In 2014, we crossed the border once again. My sister was a citizen, so she went on plane. Mama and I had to cross through the border wall. We slept together under a bridge in the coldness of the desert for a night. We waited until it was the right chance and we were able to arrive in Milwaukee, WI once again. Mama had crossed first; I was detained by border patrol and separated from Ma. The officer pointed a gun to my face and asked who I was. I was only 13 years old; I was scared and nervous. Mama wasn’t there to protect me, she was far away. I learned that day to fend for myself. I was later released on the Mexican side and was brought by the coyote and the cartel from the government. I was valued at $15,000 pesos or roughly at the time, $1,200 dollars. Mama prayed that night offering God everything in exchange for my safe passage the next morning. I was reunited with her the next day as I crossed successfully.

After that, I was able to attend Bay View Middle and High School.
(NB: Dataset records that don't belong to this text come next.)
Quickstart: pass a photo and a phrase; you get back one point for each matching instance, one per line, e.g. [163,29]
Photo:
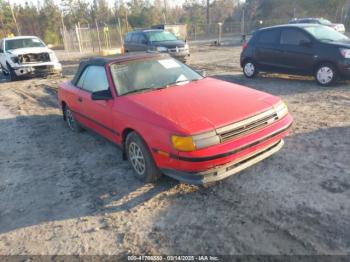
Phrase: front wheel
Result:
[141,159]
[249,69]
[326,74]
[3,70]
[70,120]
[13,76]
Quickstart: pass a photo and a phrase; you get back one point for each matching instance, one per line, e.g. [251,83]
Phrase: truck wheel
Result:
[141,159]
[71,121]
[3,70]
[13,76]
[326,74]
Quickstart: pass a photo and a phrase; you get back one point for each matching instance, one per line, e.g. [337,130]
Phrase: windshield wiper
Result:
[144,89]
[137,90]
[326,39]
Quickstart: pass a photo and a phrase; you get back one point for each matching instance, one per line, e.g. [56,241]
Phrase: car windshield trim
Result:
[138,76]
[160,36]
[325,33]
[19,43]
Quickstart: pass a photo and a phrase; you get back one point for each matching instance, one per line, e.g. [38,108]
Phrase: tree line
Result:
[47,18]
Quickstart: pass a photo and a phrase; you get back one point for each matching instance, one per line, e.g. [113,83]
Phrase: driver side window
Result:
[94,79]
[293,37]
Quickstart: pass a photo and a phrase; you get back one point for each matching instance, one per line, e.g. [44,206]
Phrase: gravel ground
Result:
[66,193]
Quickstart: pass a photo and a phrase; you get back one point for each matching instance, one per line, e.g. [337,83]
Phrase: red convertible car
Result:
[168,119]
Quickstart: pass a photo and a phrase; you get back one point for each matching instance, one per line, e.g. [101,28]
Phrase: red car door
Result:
[96,114]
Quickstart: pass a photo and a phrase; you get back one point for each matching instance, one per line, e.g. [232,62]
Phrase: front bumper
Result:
[38,69]
[224,171]
[181,55]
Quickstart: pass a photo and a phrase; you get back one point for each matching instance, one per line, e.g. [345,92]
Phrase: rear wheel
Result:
[141,159]
[70,120]
[326,74]
[250,69]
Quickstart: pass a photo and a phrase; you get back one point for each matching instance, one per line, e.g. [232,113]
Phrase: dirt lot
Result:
[66,193]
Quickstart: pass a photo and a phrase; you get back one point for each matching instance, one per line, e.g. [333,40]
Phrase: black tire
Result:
[4,72]
[13,76]
[326,74]
[148,172]
[70,120]
[250,69]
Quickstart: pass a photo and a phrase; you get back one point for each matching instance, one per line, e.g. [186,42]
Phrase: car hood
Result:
[205,104]
[170,44]
[29,50]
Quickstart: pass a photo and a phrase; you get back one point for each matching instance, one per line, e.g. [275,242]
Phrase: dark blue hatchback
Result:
[303,49]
At the time they had undertaken the task of being both a high school and middle school. I was in my last year of middle school when I had arrived but managed to retain all my English skills throughout the years and was later put in advanced placement classes. I was ahead of most of my class and was student of the month for some time. I later went to MC2 in downtown Milwaukee, Third Ward to be specific. There I excelled in my studies, receiving honors and certificates. I can’t quite remember the contents of these, but I appreciated them. After a year in MC2, I went to a boarding school in Columbus, WI. Wisconsin Academy (WA) was the name; there I learned discipline and independence. It was a year of self-discovery and spirituality where I came to be closer to God and my faith. After a year there I finished my high school years in Carmen High School of Science in Technology where I was able to graduate with honors. I took 5 AP classes and was able to pass all of them with a 4 or 5. Through these most recent years I was able to become more involved with my community. I am part of the church, House of God, and there I am the leader of audio-visuals, leader of the youth, translator, and I also teach on Sundays.

My stepdad left two years ago, and Mama was devastated. He had done something I rather not speak of. I actually left WA for the sake of supporting Mom. I worked throughout all these years supporting Mama with whatever I could. After my graduation I was able to attend Marquette University where I currently reside. Thankfully I was able to be a part of a scholarship called All-In Milwaukee that decided to invest in me. I currently am a Biomedical Science major but I’m still exploring my options. I need add that Marquette has been supportive in many ways and that I am passionate about this school. Even though I am a minority here, I believe I can make an impact throughout my stay here and when I leave. God knows my purpose and I wish to live it out in the future. Anyways, that is a small part of my story. Thanks for taking the time to read this, for “the future belongs to those who believe in the beauty of their dreams” – Eleanor Roosevelt.